To me, everything is achievable by accomplishing one more thing. It’s answering the next question and trying to figure out how to do the next thing, and I want my children to be problem solvers. I think too many times, even as adults, we quit because we don’t know how to solve the next problem. It’s helping our children understand how to tackle their problems with a positive attitude and that it’s okay to get discouraged, but we need to keep a positive attitude and tackle the challenges that lie in front of us and keep going.

Like I said, I was raised that way. You keep going, and you don’t stop. At the same time, I am not going to force my children to do something if they don’t like it, but I am a believer that you finish what you started. So maybe you do it for that season, and then you just don’t go back to it. That’s okay. At least you tried it, but we’re not going to give up and quit in the middle of it.


The Golden Rule Movement provides a platform for women who embody the selfless caring spirit of motherhood, and who are using that maternal energy to make a world a better place. How would you say you exemplify the golden rule in your everyday life?

When I first joined American Mothers’ North Dakota chapter, I didn’t feel like I belonged because I hadn’t given birth to my children. As an adoptive and foster mom, I didn’t know if I was adequate enough as a mom. And it was then that I realized, ‘No, I belong here because I have maternal energy,’ and again, all of us have it. Every woman has it. I lead by example in showing other women that motherhood came about differently for me. Infertility didn’t stop me from being a mom. It just changed the course of how I became a mom.

I feel I lead by example for women by saying, ‘You can tap into your maternal energy, and you can use that, and we all have it, but use it in a way that is unique to you. Don’t worry about doing what all the other moms are doing and how they’re doing it because that’s what’s going to work for them. Do what works for you as a mom and what is going to help you best serve your family and your community.’ I think leading by example as a ‘nontraditional mom’ and the work that I’m doing with all the different organizations and the impact that I’m making, from the viewpoint of a mom, I think, goes a long way.


As the matriarch for her family, Ashley Rae Klinger is a devoted wife to her husband, Andrew, and a proud mom to their adopted four-year-old son, Micah, and their three soon-to-be-adopted foster daughters; ages three and two.

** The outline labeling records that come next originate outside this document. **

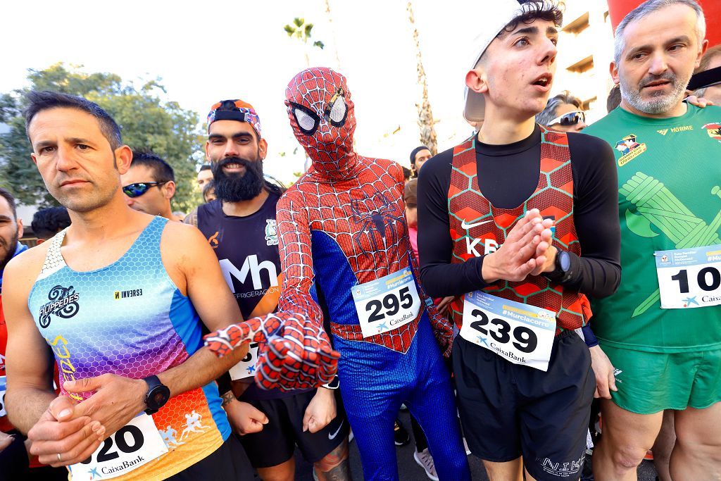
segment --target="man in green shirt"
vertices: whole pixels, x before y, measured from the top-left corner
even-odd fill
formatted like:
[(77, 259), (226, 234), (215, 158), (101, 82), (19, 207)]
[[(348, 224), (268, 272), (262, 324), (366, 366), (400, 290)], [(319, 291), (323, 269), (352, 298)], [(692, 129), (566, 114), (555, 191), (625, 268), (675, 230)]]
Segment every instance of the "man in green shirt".
[(622, 229), (621, 285), (593, 309), (617, 388), (602, 401), (599, 481), (636, 479), (663, 410), (673, 479), (721, 475), (721, 108), (682, 101), (704, 35), (694, 0), (631, 12), (611, 68), (621, 108), (584, 131), (614, 148)]

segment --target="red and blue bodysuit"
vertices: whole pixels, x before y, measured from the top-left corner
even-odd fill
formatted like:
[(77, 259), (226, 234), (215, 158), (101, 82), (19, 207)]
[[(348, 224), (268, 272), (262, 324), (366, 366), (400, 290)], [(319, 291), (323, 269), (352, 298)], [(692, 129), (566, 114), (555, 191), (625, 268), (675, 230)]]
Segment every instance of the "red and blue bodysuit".
[[(312, 166), (278, 203), (279, 312), (213, 333), (206, 344), (224, 353), (267, 338), (259, 349), (261, 386), (327, 381), (337, 363), (365, 479), (398, 479), (393, 423), (404, 402), (428, 437), (439, 477), (469, 480), (443, 359), (452, 326), (418, 281), (401, 167), (353, 151), (353, 103), (340, 74), (304, 70), (286, 96)], [(322, 330), (324, 311), (340, 359)]]

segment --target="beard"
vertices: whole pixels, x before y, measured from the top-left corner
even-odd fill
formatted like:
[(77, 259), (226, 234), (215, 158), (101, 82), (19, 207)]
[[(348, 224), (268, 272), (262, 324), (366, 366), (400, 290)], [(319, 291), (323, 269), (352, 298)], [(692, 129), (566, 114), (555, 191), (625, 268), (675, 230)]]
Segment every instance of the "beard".
[(3, 237), (0, 237), (0, 247), (5, 251), (5, 255), (0, 257), (0, 272), (5, 268), (7, 263), (12, 259), (17, 249), (17, 232), (10, 238), (10, 242), (6, 242)]
[[(691, 79), (679, 79), (673, 72), (665, 72), (661, 75), (650, 75), (644, 78), (638, 85), (632, 85), (621, 78), (619, 87), (621, 89), (621, 97), (637, 110), (648, 114), (660, 114), (671, 110), (684, 98), (686, 86)], [(673, 90), (668, 94), (663, 92), (656, 92), (651, 98), (644, 99), (641, 97), (641, 90), (648, 84), (657, 80), (668, 80), (673, 86)]]
[[(242, 174), (226, 174), (223, 167), (239, 164), (245, 167)], [(260, 158), (248, 160), (242, 157), (226, 157), (211, 166), (216, 196), (224, 202), (241, 202), (255, 198), (262, 190), (263, 163)]]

As the owner of It’s Her Brand Enterprises, she has 18 years of marketing, corporate and personal branding experience, 15 years of business development experience, and 10 years of nonprofit development and professional speaking experience. Philanthropic at heart, she’s an active community member, giving back where God calls her to serve. As a cancer survivor, she advocates for the cancer community as the founder of the Cope Well Foundation. And, through her journey with infertility, adoption, and foster care, she co-founded, with Andrew, the Be a Foster Movement, which she passionately represents as the reigning Mrs. International 2020. Her family resides near Grand Forks, North Dakota, with their two puppies, Bella and Barklee.